Yitro

Exodus 18:1-20:23

Isaiah 6:1-7:6, 9:5-6

Families exist in our genes and our minds. We belong to a family genetically and cannot escape this sort of membership, although we can join a new family by marriage or adoption. Even marriage becomes a genetic connection to the family, not to its past but to its future.

We belong to a family in our minds — as long as we feel connected to the relatives, visit them, attend their weddings and funerals. Adoption creates membership by mental activity. Membership can also dissolve by mental action. Family members can leave to join other families or simply disappear. If all the members, or all except one, abandon a family, it dissolves. Genetic connections remain, but without the mental ties, the family ends.

The Finkelman family, for example, continues to exist in that my relatives have not dropped out. At least for that reason, but perhaps for other reasons as well. We might, possibly, have a theme, even a destiny. Even if we never articulate the theme, someone might, by looking over the acts of the generations of Finkelmans, guess at a meaning for our collectivity.

One could say the same of nations. Spain exists in minds. As long as people feel themselves part of the Spanish nation, it exists. If people lose the sense that their participation in Spain confers a national identity on them, Spain ceases to exist as a nation. Does that sound farfetched? Spain exists as a nation today because Catalonians, Aragonians and Castilians do not, by and large, still consider those titles their national identity.

Perhaps Spain also has a theme, a meaning, or even a destiny. Certainly there exist particular Spanish ways of acting, speaking, thinking. We might all feel poorer if no one any longer acted, spoke, thought, felt like a Spaniard.

Jews, whether we think of ourselves as an extended family, people or a nation, continue to exist because we belong to this group in our minds. Do we also have a theme, a destiny, a meaning? The Bible asserts that we do.
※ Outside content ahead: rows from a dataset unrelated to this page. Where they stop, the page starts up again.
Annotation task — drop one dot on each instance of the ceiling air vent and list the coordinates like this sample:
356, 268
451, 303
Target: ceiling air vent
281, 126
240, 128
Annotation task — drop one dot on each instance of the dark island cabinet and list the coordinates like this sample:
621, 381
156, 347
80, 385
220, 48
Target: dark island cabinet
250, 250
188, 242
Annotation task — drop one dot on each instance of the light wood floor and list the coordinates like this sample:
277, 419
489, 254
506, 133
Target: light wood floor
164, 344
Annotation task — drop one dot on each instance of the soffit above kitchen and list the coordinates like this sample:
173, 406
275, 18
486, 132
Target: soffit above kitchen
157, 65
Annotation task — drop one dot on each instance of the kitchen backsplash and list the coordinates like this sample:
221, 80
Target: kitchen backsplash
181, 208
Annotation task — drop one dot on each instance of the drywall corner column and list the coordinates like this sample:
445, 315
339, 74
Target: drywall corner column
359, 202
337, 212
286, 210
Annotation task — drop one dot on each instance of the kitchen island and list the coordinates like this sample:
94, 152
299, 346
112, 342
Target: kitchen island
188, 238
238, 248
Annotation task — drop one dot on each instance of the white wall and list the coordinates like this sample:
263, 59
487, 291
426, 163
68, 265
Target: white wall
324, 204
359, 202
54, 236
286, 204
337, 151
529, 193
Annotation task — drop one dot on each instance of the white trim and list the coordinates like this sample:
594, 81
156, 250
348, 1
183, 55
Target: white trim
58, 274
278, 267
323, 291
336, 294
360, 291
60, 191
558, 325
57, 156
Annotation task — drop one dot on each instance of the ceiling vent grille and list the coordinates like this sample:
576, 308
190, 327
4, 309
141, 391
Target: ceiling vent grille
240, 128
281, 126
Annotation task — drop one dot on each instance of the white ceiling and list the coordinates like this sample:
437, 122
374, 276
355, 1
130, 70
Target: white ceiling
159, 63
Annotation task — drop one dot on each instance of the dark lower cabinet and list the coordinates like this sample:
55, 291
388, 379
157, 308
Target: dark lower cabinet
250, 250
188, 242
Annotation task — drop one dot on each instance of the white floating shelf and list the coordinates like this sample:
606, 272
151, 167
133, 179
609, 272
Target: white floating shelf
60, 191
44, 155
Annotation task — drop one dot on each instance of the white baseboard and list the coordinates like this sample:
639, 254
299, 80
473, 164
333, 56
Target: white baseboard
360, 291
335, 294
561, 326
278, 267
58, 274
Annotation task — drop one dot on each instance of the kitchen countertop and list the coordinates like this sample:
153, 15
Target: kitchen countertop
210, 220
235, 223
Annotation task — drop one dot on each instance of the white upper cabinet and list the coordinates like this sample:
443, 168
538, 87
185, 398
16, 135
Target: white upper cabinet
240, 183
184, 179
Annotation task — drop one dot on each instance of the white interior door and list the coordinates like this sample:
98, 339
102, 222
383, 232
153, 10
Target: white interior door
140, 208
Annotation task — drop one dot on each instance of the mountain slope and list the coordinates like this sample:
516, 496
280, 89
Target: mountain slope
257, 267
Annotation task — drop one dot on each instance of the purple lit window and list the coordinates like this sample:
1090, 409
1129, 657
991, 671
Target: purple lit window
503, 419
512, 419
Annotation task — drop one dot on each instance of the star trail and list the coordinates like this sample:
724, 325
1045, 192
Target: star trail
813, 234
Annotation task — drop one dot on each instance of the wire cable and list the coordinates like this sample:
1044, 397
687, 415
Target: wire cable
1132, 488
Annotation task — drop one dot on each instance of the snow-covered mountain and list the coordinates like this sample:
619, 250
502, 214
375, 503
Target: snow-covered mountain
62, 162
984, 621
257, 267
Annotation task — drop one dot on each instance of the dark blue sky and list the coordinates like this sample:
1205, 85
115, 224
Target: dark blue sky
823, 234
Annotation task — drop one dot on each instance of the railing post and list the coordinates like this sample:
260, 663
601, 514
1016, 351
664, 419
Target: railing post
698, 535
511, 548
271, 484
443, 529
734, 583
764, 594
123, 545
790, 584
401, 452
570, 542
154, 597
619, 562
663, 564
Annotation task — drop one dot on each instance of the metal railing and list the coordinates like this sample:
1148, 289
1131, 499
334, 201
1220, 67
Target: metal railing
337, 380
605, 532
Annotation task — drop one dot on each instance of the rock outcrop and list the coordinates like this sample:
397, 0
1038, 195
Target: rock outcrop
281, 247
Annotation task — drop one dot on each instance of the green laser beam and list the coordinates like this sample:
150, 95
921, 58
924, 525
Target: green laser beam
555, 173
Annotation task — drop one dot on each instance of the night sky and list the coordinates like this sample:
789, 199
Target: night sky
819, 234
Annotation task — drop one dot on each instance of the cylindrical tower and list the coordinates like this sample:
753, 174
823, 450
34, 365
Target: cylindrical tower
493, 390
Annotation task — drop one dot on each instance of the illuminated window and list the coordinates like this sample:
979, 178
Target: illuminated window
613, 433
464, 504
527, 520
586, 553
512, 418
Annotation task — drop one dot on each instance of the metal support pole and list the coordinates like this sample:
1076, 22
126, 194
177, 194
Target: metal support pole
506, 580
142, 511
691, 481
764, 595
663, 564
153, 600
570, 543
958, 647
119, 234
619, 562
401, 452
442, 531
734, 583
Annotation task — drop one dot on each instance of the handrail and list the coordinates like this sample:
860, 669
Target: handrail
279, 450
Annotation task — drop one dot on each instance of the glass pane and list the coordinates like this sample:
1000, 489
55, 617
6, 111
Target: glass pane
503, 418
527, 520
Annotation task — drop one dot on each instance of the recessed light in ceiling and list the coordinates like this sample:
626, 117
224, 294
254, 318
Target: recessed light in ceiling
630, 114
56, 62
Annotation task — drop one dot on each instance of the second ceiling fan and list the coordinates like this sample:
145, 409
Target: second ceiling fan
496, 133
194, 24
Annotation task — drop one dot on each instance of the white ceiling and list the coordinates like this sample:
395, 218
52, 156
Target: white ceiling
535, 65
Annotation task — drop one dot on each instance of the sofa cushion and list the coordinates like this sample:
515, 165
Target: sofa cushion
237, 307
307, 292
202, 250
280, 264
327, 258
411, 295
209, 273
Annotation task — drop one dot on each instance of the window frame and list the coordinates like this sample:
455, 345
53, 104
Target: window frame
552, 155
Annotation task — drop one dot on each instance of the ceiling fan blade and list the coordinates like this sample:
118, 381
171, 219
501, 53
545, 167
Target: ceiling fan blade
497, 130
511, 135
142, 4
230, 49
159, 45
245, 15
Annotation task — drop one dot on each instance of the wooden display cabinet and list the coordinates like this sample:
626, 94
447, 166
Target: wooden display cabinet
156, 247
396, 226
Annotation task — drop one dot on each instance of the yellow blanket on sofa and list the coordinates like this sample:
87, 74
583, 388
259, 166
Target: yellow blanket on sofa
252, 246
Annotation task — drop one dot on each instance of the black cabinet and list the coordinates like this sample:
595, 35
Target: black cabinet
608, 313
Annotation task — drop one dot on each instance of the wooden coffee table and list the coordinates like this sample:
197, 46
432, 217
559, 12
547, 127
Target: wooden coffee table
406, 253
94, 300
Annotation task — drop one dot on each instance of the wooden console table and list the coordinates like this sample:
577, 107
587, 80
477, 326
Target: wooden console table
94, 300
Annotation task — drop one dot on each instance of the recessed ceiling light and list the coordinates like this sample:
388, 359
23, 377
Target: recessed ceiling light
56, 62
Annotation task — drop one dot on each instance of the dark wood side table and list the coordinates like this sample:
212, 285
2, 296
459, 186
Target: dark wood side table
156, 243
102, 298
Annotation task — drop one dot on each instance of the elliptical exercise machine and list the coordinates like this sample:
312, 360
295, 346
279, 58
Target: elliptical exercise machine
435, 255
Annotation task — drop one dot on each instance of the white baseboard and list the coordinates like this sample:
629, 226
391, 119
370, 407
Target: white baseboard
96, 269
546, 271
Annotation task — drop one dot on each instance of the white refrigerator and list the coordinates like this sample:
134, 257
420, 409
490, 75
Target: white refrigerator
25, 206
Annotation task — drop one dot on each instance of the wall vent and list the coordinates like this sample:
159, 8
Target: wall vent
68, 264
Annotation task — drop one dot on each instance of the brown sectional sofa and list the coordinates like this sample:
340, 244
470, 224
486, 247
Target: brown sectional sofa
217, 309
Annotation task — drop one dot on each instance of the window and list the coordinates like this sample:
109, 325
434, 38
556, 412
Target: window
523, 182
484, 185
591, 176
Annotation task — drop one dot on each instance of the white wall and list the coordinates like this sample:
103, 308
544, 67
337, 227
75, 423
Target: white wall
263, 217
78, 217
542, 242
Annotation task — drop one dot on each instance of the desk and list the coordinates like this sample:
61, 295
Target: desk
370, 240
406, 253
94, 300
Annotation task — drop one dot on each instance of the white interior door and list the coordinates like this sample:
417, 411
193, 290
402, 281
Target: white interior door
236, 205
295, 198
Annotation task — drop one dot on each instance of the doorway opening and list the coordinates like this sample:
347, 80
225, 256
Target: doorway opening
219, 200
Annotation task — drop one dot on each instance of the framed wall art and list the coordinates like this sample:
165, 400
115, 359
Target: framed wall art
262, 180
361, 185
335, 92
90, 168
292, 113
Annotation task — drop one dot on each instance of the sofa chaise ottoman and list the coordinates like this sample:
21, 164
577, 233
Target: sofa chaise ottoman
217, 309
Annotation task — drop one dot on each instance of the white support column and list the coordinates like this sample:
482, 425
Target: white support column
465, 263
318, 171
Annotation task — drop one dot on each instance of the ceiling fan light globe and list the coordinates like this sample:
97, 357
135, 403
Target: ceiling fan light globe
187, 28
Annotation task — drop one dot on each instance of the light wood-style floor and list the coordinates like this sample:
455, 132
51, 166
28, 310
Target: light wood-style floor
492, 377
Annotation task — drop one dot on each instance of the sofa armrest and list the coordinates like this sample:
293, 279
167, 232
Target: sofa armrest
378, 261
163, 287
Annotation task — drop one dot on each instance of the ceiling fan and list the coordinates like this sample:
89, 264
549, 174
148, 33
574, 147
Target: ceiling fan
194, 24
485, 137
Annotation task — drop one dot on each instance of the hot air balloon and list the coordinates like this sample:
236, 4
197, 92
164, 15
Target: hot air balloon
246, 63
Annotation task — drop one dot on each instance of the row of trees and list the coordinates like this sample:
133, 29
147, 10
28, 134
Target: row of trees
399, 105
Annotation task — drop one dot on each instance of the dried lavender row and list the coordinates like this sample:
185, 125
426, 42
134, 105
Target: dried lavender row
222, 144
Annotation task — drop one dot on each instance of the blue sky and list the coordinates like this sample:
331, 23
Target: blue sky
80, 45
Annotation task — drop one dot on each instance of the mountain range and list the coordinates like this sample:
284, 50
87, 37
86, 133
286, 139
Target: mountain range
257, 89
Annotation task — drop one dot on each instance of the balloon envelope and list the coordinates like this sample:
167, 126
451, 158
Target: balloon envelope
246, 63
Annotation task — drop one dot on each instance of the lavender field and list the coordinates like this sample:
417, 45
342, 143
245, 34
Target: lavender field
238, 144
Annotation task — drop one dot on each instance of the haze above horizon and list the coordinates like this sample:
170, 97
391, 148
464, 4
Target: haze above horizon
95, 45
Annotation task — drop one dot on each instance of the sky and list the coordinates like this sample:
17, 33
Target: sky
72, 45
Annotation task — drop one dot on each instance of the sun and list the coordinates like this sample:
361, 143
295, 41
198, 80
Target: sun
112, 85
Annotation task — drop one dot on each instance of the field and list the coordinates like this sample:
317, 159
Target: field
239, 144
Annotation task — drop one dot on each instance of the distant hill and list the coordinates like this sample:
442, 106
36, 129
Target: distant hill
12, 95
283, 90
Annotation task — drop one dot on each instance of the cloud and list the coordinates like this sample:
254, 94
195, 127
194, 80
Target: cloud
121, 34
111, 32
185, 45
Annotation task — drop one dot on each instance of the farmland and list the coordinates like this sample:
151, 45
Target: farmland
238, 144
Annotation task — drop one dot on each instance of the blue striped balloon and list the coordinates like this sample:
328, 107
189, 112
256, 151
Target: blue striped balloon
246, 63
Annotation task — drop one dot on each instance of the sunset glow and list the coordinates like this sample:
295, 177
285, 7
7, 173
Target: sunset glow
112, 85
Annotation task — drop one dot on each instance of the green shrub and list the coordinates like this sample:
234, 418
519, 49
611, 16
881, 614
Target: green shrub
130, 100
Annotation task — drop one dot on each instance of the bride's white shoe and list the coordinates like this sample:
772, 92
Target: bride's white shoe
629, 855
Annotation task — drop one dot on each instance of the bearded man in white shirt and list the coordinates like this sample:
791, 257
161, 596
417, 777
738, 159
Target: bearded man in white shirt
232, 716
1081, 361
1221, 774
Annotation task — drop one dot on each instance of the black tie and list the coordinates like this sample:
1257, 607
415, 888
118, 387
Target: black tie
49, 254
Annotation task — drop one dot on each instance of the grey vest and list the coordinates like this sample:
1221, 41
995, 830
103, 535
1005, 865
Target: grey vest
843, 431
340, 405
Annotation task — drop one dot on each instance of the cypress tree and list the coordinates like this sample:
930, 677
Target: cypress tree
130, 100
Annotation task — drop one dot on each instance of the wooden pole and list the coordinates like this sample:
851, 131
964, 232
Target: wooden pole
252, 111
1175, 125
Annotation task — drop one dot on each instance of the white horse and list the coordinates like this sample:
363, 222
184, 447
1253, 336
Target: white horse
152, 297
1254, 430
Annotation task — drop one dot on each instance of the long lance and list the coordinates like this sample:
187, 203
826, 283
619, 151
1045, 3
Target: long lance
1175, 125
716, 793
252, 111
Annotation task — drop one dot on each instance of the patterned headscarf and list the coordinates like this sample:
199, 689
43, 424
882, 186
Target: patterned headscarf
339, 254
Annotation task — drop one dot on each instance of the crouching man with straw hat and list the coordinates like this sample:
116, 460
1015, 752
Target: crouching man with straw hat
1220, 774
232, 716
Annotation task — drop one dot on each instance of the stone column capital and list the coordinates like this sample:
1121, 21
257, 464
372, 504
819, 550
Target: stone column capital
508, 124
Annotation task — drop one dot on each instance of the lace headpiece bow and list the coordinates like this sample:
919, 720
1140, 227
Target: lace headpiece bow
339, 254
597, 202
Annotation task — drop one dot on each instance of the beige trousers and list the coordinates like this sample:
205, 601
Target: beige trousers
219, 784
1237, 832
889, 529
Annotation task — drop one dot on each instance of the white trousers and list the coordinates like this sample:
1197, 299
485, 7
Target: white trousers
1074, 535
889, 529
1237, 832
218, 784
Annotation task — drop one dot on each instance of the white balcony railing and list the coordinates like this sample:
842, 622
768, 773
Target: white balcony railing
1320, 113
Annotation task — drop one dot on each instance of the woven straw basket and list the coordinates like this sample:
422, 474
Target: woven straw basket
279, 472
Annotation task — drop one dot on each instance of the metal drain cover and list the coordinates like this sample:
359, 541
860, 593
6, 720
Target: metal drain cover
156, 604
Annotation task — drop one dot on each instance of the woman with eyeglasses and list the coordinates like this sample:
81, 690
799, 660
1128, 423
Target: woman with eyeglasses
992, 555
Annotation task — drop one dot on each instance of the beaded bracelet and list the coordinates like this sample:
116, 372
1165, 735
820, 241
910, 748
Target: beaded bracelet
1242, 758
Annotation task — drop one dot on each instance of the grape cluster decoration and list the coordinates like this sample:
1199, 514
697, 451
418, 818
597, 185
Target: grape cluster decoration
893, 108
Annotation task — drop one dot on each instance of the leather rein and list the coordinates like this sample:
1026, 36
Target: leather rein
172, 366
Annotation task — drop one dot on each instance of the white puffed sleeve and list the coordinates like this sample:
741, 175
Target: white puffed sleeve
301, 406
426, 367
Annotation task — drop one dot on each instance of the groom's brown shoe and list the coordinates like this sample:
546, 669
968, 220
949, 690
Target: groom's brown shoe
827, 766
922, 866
Right before the revelation at Mount Sinai, God asked Moses to present a conditional offer to the children of Israel: “And now, if you will hear my voice, and keep my covenant, you shall be my treasure of all the nations, for the whole world is mine. And you will be a kingdom of priests and a holy nation” (Exodus 19:5-6). The status depends on our decision: If we hear the voice, if we accept the Torah, then we become a nation, a special people, a unique kingdom.

What if we do not?

One possible answer: We exist as a nation, but not a treasured one, as a kingdom, but not of priests. A normal nation, like all the others, without any special mission.

Rabbi Avidimi bar Hama bar Hasa in the Talmud vividly imagines that we never had this option. He depicts the mountain suspended in the air above us, a ready instrument for God to use to crush us if we refuse. God as much as says to us, “If you do not accept it, there will be your grave” (Shabbat 88a).

Even by the plain meaning of the text, without the dramatic vision of an airborne mountain, the offer has an element of coercion. Released from slavery in Egypt by miraculous intervention, we stood, a huge multitude of people and their cattle, in an inhospitable desert, depending on divine protection. We have no alternative arrangements, no plan B.

At that moment, “The whole people answered together: Whatever God has spoken, we will do!” (Exodus 19:8). So, according to the Bible, by accepting the revelation we accepted the role of treasured nation. Perhaps we could not have endured refusing the offer.

And now, what now? Can we endure as a normal nation, an ordinary family, like all the others? Or perhaps our continued existence depends on our continuing to choose “Whatever God has spoken, we will do.”